Nordisk Panorama selected Kina’s film “Arr. for a Scene” as the “Best Nordic Short Film”. She has been also shortlisted for the VISIO Young Talent Acquisition Prize in Florence. Kina’s works are represented in collections of such as Musée de l’Elysée, Fundación RAC – Foundation of Contemporary Art, The Museum of Contemporary Art Kiasma, Helsinki City Art Museum, Saastamoinen Foundation, City of Levallois, Sara Hildén Art Museum, France, Finnish Museum of Photography among others.

ILARI HAUTAMÄKI
7.–30.5.

Ilari Hautamäki brings a joyful, colourful exhibition to the middle of the spring. Organic and geometrical elements, the abstract and the figurative, are in discussion in the paintings in a recognisable manner. The inner tension of the works is born in the dialogue. Images disintegrate only to become whole again in the act of painting. The exhibition consists of works on both paper and canvas, with depths of warm and cold tones alternating in them.

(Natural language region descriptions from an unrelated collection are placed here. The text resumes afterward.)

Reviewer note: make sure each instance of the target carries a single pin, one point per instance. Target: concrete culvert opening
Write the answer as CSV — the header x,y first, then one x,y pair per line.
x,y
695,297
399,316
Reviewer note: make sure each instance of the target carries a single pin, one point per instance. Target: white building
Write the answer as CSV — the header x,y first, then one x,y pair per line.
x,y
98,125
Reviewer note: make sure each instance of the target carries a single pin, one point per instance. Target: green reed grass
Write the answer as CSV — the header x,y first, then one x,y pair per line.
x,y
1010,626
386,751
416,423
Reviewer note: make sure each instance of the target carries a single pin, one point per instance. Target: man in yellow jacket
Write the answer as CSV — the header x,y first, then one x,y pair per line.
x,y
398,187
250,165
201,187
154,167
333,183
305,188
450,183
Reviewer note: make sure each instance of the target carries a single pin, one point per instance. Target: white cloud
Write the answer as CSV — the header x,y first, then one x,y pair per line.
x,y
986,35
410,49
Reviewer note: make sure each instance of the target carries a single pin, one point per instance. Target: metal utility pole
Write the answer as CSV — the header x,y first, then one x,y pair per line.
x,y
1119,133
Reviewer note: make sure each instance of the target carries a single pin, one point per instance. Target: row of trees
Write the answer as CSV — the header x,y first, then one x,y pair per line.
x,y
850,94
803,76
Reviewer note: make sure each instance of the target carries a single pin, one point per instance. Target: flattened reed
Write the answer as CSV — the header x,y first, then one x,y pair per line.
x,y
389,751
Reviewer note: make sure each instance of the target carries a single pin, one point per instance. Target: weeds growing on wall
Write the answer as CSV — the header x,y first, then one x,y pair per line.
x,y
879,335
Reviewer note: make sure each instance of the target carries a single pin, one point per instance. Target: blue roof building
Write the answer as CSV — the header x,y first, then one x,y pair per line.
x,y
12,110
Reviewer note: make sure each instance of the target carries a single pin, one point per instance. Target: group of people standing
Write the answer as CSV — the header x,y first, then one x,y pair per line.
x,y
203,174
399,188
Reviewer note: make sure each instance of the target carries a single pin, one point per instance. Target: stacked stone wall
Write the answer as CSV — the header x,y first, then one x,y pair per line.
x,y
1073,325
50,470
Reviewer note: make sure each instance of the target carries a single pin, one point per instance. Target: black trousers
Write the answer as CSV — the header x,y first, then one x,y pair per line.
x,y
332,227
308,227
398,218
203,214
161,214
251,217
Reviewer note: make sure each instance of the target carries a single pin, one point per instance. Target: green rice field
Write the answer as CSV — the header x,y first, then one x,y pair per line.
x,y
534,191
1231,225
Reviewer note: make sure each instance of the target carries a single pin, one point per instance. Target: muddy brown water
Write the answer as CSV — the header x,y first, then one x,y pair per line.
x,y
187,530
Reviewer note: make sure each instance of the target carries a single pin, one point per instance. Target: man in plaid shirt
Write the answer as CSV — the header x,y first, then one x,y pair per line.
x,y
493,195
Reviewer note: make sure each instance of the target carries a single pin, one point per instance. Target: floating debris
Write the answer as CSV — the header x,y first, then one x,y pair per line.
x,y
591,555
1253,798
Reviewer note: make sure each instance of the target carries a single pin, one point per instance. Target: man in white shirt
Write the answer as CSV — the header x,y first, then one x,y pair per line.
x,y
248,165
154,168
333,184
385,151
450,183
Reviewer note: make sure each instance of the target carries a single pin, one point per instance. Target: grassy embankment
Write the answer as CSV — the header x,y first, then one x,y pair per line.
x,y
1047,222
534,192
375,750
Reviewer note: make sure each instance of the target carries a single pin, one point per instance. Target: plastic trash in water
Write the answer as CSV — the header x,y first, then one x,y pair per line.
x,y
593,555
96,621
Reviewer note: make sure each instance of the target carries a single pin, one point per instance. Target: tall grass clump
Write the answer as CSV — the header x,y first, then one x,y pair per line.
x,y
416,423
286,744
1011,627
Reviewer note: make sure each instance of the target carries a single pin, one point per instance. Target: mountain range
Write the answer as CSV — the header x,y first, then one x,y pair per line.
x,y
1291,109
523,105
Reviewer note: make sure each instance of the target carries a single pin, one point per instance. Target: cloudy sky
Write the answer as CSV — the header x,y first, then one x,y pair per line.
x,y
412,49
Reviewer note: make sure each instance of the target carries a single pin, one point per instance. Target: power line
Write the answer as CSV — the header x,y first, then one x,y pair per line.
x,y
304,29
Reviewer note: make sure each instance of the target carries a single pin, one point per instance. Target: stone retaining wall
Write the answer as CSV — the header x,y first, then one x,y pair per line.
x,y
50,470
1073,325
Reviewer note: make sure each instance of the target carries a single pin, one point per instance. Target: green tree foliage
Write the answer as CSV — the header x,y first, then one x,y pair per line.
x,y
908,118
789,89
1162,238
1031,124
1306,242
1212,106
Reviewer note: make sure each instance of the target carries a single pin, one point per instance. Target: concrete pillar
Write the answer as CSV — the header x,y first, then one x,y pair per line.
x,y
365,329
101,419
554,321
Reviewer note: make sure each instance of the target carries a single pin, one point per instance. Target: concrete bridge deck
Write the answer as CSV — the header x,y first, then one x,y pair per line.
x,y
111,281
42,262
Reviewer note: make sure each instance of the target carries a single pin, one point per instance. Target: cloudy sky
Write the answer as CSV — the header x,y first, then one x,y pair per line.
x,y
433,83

Ilari Hautamäki (b. 1983) is a Helsinki based visual artist. He graduated from the Academy of Fine Arts, Helsinki, in 2011 and has since shown actively in solo and group exhibitions. His solo exhibition Indoor Fireworks was seen at Helsinki Contemporary in 2019. A sizeable solo exhibition at the HAM Gallery, Helsinki, took place in 2017. His group exhibitions include those at Mänttä Art Festival, Hämeenlinna Art Museum, Jyväskylä Art Museum, and the Young Artists exhibition at Kunsthalle Helsinki. In 2018-2019, Hautamäki took part in The Touch exhibition series at Tornio Art Museum, Seinäjoki Art Hall and Pro Artibus’ Sinne gallery in Helsinki. His works are represented in Helsinki Art Museum HAM’s collection, Jenny and Antti Wihuri art collection, Hämeenlinna Art Museum's collection and elsewhere.

ROLAND PERSSON
4.6.–4.7.

Roland Persson’s exhibition fills Helsinki Contemporary with sculptures challenging our perceptions. Persson is known most of all for his silicone sculptures, which he continues to work with in his new exhibition. Through the artist’s working process, often mundane objects from the world surrounding us are remoulded to play upon our preconceptions of the reality we live in.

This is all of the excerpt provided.